Brandherd Bratislava: Neue Regierung der Slowakei blockiert die Austro-Investments

FORMAT: Immer mehr Top-Unternehmen verprellt Flughafen Wien steht in Bratislava vor Landeverbot

Die Ostöffnung zählt zu den erfolgreichsten Kapiteln der österreichischen Wirtschaftsgeschichte mit Rekordumsätzen, satten Gewinnen und sicheren Arbeitsplätzen. Doch jetzt ziehen Gewitterwolken im Osten auf. Das Problemfeld heißt Slowakei. Der Flughafen Wien, die Austrian Airlines, die ÖBB und die Telekom Austria geraten mit slowakischen Großprojekten in Turbulenzen.

Der Grund ist die neue Regierung unter dem Linkspopulisten Robert Fico. "In der Slowakei hat ein extremer Wechsel vom Neoliberalismus zum Linksnationalismus stattgefunden", meint der österreichische Handelsdelegierte in Bratislava, Konstantin Bekos. Nachsatz: "Das derzeit einzige Fixe hier ist der Privatisierungsstopp."

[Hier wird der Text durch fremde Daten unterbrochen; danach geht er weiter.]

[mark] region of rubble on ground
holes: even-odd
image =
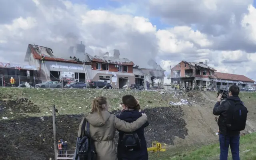
[[[188,135],[180,107],[154,108],[144,111],[150,123],[145,129],[148,146],[154,140],[173,144],[175,136],[184,138]],[[115,113],[119,112],[116,111]],[[82,117],[82,115],[57,116],[57,138],[63,138],[68,141],[70,146],[74,147],[78,127]],[[18,160],[22,157],[22,159],[45,160],[48,159],[50,156],[53,158],[52,122],[51,117],[0,121],[0,135],[2,136],[0,143],[0,159]],[[63,137],[66,132],[66,136]],[[116,141],[118,136],[116,136]]]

Flughafen Wien in Bratislava vor Landeverbot
"Der neue Verkehrsminister hat wenig Verständnis für ausländische Investoren", meint der Wirtschaftsdiplomat. Besonders hart trifft dies den Flughafen Wien. Erst im Februar wurden die Kaufverträge zur mehrheitlichen Übernahme der Flughäfen Bratislava und Kosice um insgesamt rund 525 Millionen Euro unterzeichnet. Das Konsortium "TwoOne" unter Führung des Wiener Flughafens hatte als Bestbieter den Zuschlag bei der Privatisierung der beiden Airports erhalten. Doch mit der neuen Regierung hat sich die bislang gute Gesprächsbasis praktisch pulverisiert, wie NEWS aus Insiderkreisen berichtet wird. Regierungschef Fico wird nicht müde, die Flughafen-Privatisierung als "Fehler" zu bezeichnen. Der Flughafen Wien steht vor einem slowakischen Landeverbot.

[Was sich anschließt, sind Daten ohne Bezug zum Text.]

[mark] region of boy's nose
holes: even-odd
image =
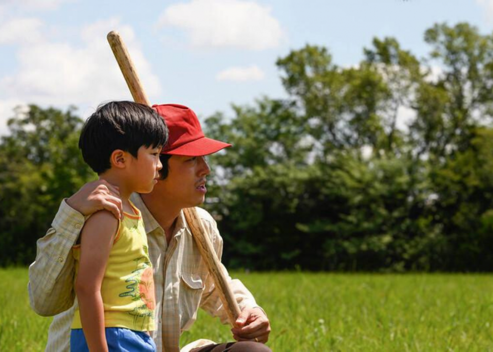
[[[159,159],[159,157],[157,157],[157,165],[156,165],[156,168],[158,171],[162,168],[162,164],[161,163],[161,159]]]

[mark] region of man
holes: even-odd
[[[152,337],[157,350],[170,352],[179,350],[180,335],[191,327],[199,307],[219,317],[223,323],[227,321],[182,209],[204,201],[206,177],[210,172],[204,156],[230,145],[206,138],[195,114],[186,107],[170,104],[153,107],[165,118],[169,130],[168,144],[160,157],[161,180],[152,192],[134,194],[131,200],[142,214],[153,266],[157,330]],[[36,261],[29,268],[29,297],[31,306],[38,314],[58,314],[50,327],[48,351],[69,348],[70,324],[74,309],[71,247],[85,217],[106,209],[119,217],[121,202],[118,195],[118,189],[105,182],[85,185],[62,201],[52,228],[38,241]],[[205,210],[197,210],[220,259],[222,239],[215,222]],[[227,274],[226,268],[222,268]],[[231,330],[233,337],[239,342],[215,344],[201,340],[184,349],[270,350],[263,344],[270,332],[269,319],[241,283],[230,280],[241,310],[236,321],[238,327]],[[200,346],[202,347],[194,349]]]

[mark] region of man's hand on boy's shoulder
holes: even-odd
[[[117,219],[123,214],[118,187],[104,180],[86,183],[66,202],[85,217],[103,209],[111,212]]]

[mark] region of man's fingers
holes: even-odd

Ausständig ist nämlich noch die Zustimmung der slowakischen Wettbewerbsbehörde. Die Frist für die Zustimmung läuft bis 14. August. Allerdings wird die Leitung dieser Behörde im Herbst auf Vorschlag der Regierung neu besetzt. Vor diesem Hintergrund dürfte nun eine negative oder keine Entscheidung fallen. Damit wäre wieder die Regierung am Zug und könnte die Privatisierung wie angekündigt stoppen.